29.08.2012 tarihinde, TAF Başkanı Sayın Yalçın Manav’ın Vasfi Pakman’a ilişkin yayınladığı haber ise şöyle.

TAF Başkanı Yalçın Manav’dan Vasfi Pakman’a Sert Eleştiri

Almanya’nın Erfurt kentinde 6 – 9 Ekim tarihleri arasında yapılacak olan 2012 IKA / Dünya Aşçılar Olimpiyatları’na Tüm Aşçılar Federasyonu Milli Takımı 32 kişilik ekiple katılıyor. Büyükler, gençler ve bölgesel kategorilerinde milli takımlar sebze oymacılığı, marzipan (badem ezmesi), yağ, şeker ve düğün pastası kategorilerinde de bireysel yarışmacılar yarışacaklar. Gastronomi dünyasının en prestijli organizasyonlarından olan IKA Dünya Aşçılar Olimpiyatları’nda TAF milli takımı 5 farklı kategoride ülkemize madalya kazandırmak için yarışacak. TAF Başkanı Yalçın Manav bu büyük organizasyon öncesi düşüncelerini dile getirirken Vasfi Pakman’ın basında çıkan haberlerine ilişkin tepkisini kamuoyuna bildirdi.
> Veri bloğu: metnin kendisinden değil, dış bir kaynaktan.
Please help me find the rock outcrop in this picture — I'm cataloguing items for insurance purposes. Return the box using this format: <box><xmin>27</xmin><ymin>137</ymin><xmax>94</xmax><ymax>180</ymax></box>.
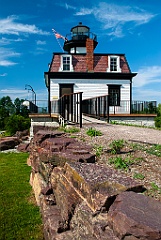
<box><xmin>0</xmin><ymin>137</ymin><xmax>20</xmax><ymax>151</ymax></box>
<box><xmin>28</xmin><ymin>130</ymin><xmax>161</xmax><ymax>240</ymax></box>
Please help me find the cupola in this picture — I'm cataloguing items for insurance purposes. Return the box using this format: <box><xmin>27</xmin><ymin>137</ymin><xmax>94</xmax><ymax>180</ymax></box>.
<box><xmin>63</xmin><ymin>22</ymin><xmax>98</xmax><ymax>54</ymax></box>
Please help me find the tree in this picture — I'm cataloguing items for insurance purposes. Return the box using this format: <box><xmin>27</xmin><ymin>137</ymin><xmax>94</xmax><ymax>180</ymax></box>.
<box><xmin>14</xmin><ymin>98</ymin><xmax>28</xmax><ymax>117</ymax></box>
<box><xmin>155</xmin><ymin>103</ymin><xmax>161</xmax><ymax>128</ymax></box>
<box><xmin>0</xmin><ymin>96</ymin><xmax>14</xmax><ymax>129</ymax></box>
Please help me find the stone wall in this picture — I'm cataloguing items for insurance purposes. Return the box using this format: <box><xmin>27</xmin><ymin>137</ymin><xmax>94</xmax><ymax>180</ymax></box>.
<box><xmin>28</xmin><ymin>130</ymin><xmax>161</xmax><ymax>240</ymax></box>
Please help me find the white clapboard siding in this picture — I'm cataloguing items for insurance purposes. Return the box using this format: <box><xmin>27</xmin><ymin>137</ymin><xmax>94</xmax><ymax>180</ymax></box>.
<box><xmin>50</xmin><ymin>79</ymin><xmax>130</xmax><ymax>101</ymax></box>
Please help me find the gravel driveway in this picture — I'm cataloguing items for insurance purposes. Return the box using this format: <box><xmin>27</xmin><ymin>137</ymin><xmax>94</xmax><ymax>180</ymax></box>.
<box><xmin>82</xmin><ymin>117</ymin><xmax>161</xmax><ymax>144</ymax></box>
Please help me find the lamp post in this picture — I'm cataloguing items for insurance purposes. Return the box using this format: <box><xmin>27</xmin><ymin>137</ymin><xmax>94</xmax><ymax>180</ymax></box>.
<box><xmin>25</xmin><ymin>84</ymin><xmax>36</xmax><ymax>105</ymax></box>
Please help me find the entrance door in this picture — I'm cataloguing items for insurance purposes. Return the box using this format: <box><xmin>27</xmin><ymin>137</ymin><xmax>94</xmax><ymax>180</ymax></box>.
<box><xmin>59</xmin><ymin>84</ymin><xmax>74</xmax><ymax>98</ymax></box>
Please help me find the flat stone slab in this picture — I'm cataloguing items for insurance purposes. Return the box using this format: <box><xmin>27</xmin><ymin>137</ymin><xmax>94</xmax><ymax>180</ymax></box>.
<box><xmin>64</xmin><ymin>162</ymin><xmax>145</xmax><ymax>211</ymax></box>
<box><xmin>0</xmin><ymin>137</ymin><xmax>20</xmax><ymax>151</ymax></box>
<box><xmin>33</xmin><ymin>130</ymin><xmax>64</xmax><ymax>145</ymax></box>
<box><xmin>108</xmin><ymin>191</ymin><xmax>161</xmax><ymax>240</ymax></box>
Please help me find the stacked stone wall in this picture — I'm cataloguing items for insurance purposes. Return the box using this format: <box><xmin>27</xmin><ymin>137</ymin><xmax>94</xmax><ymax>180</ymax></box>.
<box><xmin>28</xmin><ymin>130</ymin><xmax>161</xmax><ymax>240</ymax></box>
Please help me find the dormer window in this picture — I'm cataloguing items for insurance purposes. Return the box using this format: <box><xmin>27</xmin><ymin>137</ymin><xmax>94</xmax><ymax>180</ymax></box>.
<box><xmin>59</xmin><ymin>55</ymin><xmax>73</xmax><ymax>71</ymax></box>
<box><xmin>107</xmin><ymin>56</ymin><xmax>121</xmax><ymax>72</ymax></box>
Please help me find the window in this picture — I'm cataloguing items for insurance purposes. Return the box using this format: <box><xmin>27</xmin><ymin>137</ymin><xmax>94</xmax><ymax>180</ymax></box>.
<box><xmin>107</xmin><ymin>56</ymin><xmax>121</xmax><ymax>72</ymax></box>
<box><xmin>110</xmin><ymin>57</ymin><xmax>117</xmax><ymax>72</ymax></box>
<box><xmin>59</xmin><ymin>55</ymin><xmax>73</xmax><ymax>71</ymax></box>
<box><xmin>63</xmin><ymin>57</ymin><xmax>70</xmax><ymax>71</ymax></box>
<box><xmin>108</xmin><ymin>85</ymin><xmax>120</xmax><ymax>106</ymax></box>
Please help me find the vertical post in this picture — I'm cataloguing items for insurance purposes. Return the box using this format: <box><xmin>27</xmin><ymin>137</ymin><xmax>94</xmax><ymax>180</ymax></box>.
<box><xmin>107</xmin><ymin>95</ymin><xmax>110</xmax><ymax>123</ymax></box>
<box><xmin>103</xmin><ymin>96</ymin><xmax>106</xmax><ymax>118</ymax></box>
<box><xmin>79</xmin><ymin>92</ymin><xmax>82</xmax><ymax>128</ymax></box>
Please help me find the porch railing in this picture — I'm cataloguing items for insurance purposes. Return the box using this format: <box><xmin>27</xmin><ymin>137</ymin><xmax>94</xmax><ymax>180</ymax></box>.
<box><xmin>83</xmin><ymin>95</ymin><xmax>157</xmax><ymax>119</ymax></box>
<box><xmin>82</xmin><ymin>95</ymin><xmax>109</xmax><ymax>121</ymax></box>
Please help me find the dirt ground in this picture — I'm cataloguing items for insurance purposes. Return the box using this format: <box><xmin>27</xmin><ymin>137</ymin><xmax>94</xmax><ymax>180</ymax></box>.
<box><xmin>77</xmin><ymin>121</ymin><xmax>161</xmax><ymax>201</ymax></box>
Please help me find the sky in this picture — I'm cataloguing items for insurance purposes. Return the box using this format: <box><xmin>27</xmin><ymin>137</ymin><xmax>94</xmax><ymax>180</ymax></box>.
<box><xmin>0</xmin><ymin>0</ymin><xmax>161</xmax><ymax>103</ymax></box>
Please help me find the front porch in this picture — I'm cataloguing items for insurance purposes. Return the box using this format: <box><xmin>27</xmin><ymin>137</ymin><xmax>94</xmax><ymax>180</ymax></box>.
<box><xmin>29</xmin><ymin>93</ymin><xmax>157</xmax><ymax>127</ymax></box>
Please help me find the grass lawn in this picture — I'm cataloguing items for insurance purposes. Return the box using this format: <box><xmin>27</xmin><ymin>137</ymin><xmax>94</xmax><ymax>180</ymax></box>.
<box><xmin>0</xmin><ymin>153</ymin><xmax>43</xmax><ymax>240</ymax></box>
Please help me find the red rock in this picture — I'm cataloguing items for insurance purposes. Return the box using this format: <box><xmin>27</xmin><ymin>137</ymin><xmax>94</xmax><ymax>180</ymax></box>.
<box><xmin>64</xmin><ymin>162</ymin><xmax>145</xmax><ymax>211</ymax></box>
<box><xmin>108</xmin><ymin>191</ymin><xmax>161</xmax><ymax>240</ymax></box>
<box><xmin>0</xmin><ymin>137</ymin><xmax>20</xmax><ymax>151</ymax></box>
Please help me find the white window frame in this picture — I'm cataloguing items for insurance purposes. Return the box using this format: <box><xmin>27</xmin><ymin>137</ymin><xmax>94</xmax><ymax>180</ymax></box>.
<box><xmin>59</xmin><ymin>54</ymin><xmax>73</xmax><ymax>72</ymax></box>
<box><xmin>107</xmin><ymin>55</ymin><xmax>121</xmax><ymax>73</ymax></box>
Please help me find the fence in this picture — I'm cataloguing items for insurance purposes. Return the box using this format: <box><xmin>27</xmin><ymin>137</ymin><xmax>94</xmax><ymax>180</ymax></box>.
<box><xmin>82</xmin><ymin>95</ymin><xmax>157</xmax><ymax>119</ymax></box>
<box><xmin>82</xmin><ymin>95</ymin><xmax>109</xmax><ymax>120</ymax></box>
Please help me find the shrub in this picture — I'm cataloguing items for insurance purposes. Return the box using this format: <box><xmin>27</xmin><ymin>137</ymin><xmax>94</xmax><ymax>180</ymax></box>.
<box><xmin>154</xmin><ymin>116</ymin><xmax>161</xmax><ymax>128</ymax></box>
<box><xmin>93</xmin><ymin>145</ymin><xmax>103</xmax><ymax>157</ymax></box>
<box><xmin>5</xmin><ymin>114</ymin><xmax>30</xmax><ymax>135</ymax></box>
<box><xmin>133</xmin><ymin>173</ymin><xmax>145</xmax><ymax>180</ymax></box>
<box><xmin>109</xmin><ymin>139</ymin><xmax>124</xmax><ymax>154</ymax></box>
<box><xmin>86</xmin><ymin>127</ymin><xmax>102</xmax><ymax>137</ymax></box>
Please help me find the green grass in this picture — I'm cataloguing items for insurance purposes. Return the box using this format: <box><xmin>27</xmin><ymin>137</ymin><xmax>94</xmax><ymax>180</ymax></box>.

TAF Başkanı Yalçın Manav konuya ilişkin açıklamalarda bulunurken Vasfi Pakman’ın eleştirilerine de sert yanıt verdi. İşte Yalçın Manav’ın Vasfi Pakman için söyledikleri; “Bizler bu büyük organizasyon için var gücümüzle çalışırken Almanya’nın Türk gazetelerinde ve Türkiye’de gastronomi alanında yayın yapan bazı mecralarda ilginç haberlere rastladık. M. Vasfi Pakman adıyla yer alan haberlerde Almanya’da ki organizasyonda Türkiye’yi temsil edeceği bilgisi kullanılmış. Yaptığımız araştırmalarda öğrendik ki Alman Federasyonu üzerinden yarışmaya başvuru yapılmış ve kabul edilmiş. Geçmişimizde bunca başarı ve bunca mücadele dururken ve Alman Federasyonu üzerinden yapılan bir başvuru ile yarışmaya katılan Vasfi Bey’in Türkiye’yi temsil edeceğine dair açıklamalarını federasyonumuz ve şeflerimiz adına saygısızlık olarak yorumluyoruz. Doğru anlaşılabilmesi için konunun detaylarını kamuoyu ile paylaşma gereği duyduk. Takdiri Türk gastronomi dünyasına bırakıyor şeflerimiz ve federasyonumuz adına kararlı mücadelemizin süreceğinin sözünü veriyorum.”